Figure 2.

UCH-L1 negatively regulates ERα in breast cancer cells. (A) MCF-7 or T47D cells were transfected with a control plasmid or a myc-his-UCH-L1 plasmid for 48h. (B and C) HCC1806 or BT549 cells were transfected with a non-targeting siRNA or UCH-L1 siRNAs for 72h (B), or were treated with UCH-L1 inhibitor LDN with the indicated concentrations for 24h (C). The expressions of UCH-L1 and ERα were measured by western blot. β-actin was used as a loading control. (D) MCF-7 or T47D cells were transfected with a control plasmid or a myc-his-UCH-L1 plasmid for 48h. (E and F) HCC1806 or BT549 cells were transfected with a non-targeting siRNA or UCH-L1 siRNAs for 72h (E), or were treated with 10 μM LDN for 24h (F). The mRNA levels of CCND1 and AGR2 were analyzed by real-time PCR (Mean ± s.d., n=3 biologically independent experiments. ∗, p <0.05; ∗∗, p <0.01). (G) Correlation between UCHL1 and AGR2, CCND1 mRNA levels in GSE30682 (upper) and GSE7390 (bottom) breast cancer samples. (H) The mRNA levels of ER-target genes in control or UCH-L1 knockdown HCC1806 cells following treatment with vehicle or 10nM E2 for 24 hours, were analyzed by real-time PCR (Mean ± s.d., n=3. ∗∗, p <0.01; ##, p <0.01 compared with E2). (I) ChIP-qPCR analysis.
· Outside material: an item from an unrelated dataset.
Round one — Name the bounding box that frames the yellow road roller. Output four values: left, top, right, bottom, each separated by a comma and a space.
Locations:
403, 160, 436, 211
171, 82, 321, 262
Fold enrichment of ERα at the CCND1/NRIP1 promoter regions in the presence of 10nM E2 for 24 hours (Mean ± s.d. of triplicate measurements. ∗∗, p <0.01). (J) ERE-luciferase assay in the control or UCH-L1 knockdown HCC1806 cells in the presence of 10nM E2 for 24 hours (Mean ± s.d., n=3. ∗∗, p <0.01).